A thermal connection structure includes a foam layer having a light porous, semi-grid flexible material. A thermal conducting medium is injected within closed cells and foam voids of the foam layer. A heat dissipating layer couples the thermal conducting medium comprising a planar unsaturated ring that has thermal conductivity that couples a heat sink.

Description

1. PRIORITY CLAIM

This application claims the benefit of priority to U.S. Provisional Application No. 63/140,438 filed Jan. 22, 2021, titled “Elastic Thermal Connection Structure,” and is related to U.S. Application No. 17/_ filed Jan. 11, 2022, filed under attorney docket number 20008C titled “Active Thermal Dissipating System”, and U.S. Application No. 17/_ filed Jan. 11, 2022, filed under attorney docket number 49809-20008D, titled “Flexible Thermal Connection Structure,” all of which are herein incorporated by reference in their entireties.

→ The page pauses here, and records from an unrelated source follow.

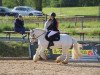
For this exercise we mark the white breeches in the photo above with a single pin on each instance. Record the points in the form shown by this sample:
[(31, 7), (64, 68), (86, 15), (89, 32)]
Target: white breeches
[(52, 33)]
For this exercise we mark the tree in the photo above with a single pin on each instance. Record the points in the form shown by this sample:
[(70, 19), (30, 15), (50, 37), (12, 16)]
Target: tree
[(38, 4), (0, 2)]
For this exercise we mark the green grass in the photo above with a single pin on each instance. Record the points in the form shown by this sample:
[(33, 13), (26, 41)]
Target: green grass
[(71, 11), (13, 49)]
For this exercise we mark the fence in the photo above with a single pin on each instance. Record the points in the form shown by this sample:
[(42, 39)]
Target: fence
[(89, 25)]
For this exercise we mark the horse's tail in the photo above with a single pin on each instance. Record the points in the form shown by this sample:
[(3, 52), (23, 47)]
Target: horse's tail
[(76, 53)]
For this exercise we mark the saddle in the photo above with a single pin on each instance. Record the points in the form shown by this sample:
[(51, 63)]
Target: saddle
[(55, 37)]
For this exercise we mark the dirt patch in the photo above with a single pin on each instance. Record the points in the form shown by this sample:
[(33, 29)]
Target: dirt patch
[(28, 67)]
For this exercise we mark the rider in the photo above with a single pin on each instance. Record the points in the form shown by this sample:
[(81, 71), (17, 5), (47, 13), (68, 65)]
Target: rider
[(19, 26), (51, 26)]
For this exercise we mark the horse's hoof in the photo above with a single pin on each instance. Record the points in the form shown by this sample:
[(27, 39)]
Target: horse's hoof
[(57, 61), (65, 62)]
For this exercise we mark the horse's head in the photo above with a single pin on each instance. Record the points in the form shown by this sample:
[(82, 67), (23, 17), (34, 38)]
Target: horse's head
[(32, 36)]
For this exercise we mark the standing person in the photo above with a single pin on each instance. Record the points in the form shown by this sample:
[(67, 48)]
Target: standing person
[(51, 27), (19, 26)]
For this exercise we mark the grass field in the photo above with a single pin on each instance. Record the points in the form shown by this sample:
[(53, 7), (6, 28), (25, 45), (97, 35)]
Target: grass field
[(92, 26), (71, 11)]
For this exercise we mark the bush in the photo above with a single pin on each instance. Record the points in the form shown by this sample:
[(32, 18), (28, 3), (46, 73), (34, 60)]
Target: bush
[(13, 49)]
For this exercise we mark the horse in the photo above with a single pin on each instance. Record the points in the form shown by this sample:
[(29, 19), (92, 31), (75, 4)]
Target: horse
[(65, 43)]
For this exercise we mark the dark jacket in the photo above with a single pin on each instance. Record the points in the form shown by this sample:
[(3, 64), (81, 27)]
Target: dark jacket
[(19, 23), (53, 26)]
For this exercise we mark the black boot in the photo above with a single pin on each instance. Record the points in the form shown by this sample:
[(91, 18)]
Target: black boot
[(50, 44)]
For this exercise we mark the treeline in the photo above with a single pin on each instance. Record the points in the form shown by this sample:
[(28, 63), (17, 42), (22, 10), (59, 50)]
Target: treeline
[(38, 4), (73, 3)]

BACKGROUND OF THE DISCLOSURE

2. Technical Field

This disclosure relates heat dissipation, and in particular to temperature control systems.

3. RELATED ART

Electronic devices are susceptible to failure. Some are caused by mechanical stress and others by thermal stress. Long periods of stress can decrease electronic device longevity and reliability. It can cause integrated circuits to break down and electronic devices to fail.
With higher circuit densities, many electronic devices and chips have smaller surface areas that generate more heat. Some electronic devices throttle performance to keep temperatures down when safe operating conditions cannot be maintained. A throttling state can cause a device to reduce its power draw and/or reduce its clock speed to address poor temperature management. In the end, throttling causes electronic devices not to perform at their best, sometimes leaving processing tasks uncompleted, and worse, shutting down time sensitive applications.
Outside temperatures also affect an electronic device's temperature management and create adverse operating conditions. As temperatures rise, such as when devices are exposed to sunlight, internal device temperatures may rise at a much faster rate than under normal operating conditions putting the electronic device at risk. When the temperatures get too high or increase at non-compensable rates, the electronic devices can be permanently damaged.
Like extreme heat, extreme cold and moisture also affect electronic devices. With most temperature management devices not remediating broad temperature conditions, the device's cooling solutions cannot compensate or insulate electronic devices from cold conditions to maintain a safe operating state or protect devices from moisture. Low temperatures and condensation can cause sudden and unexpected system shutdowns and damage devices.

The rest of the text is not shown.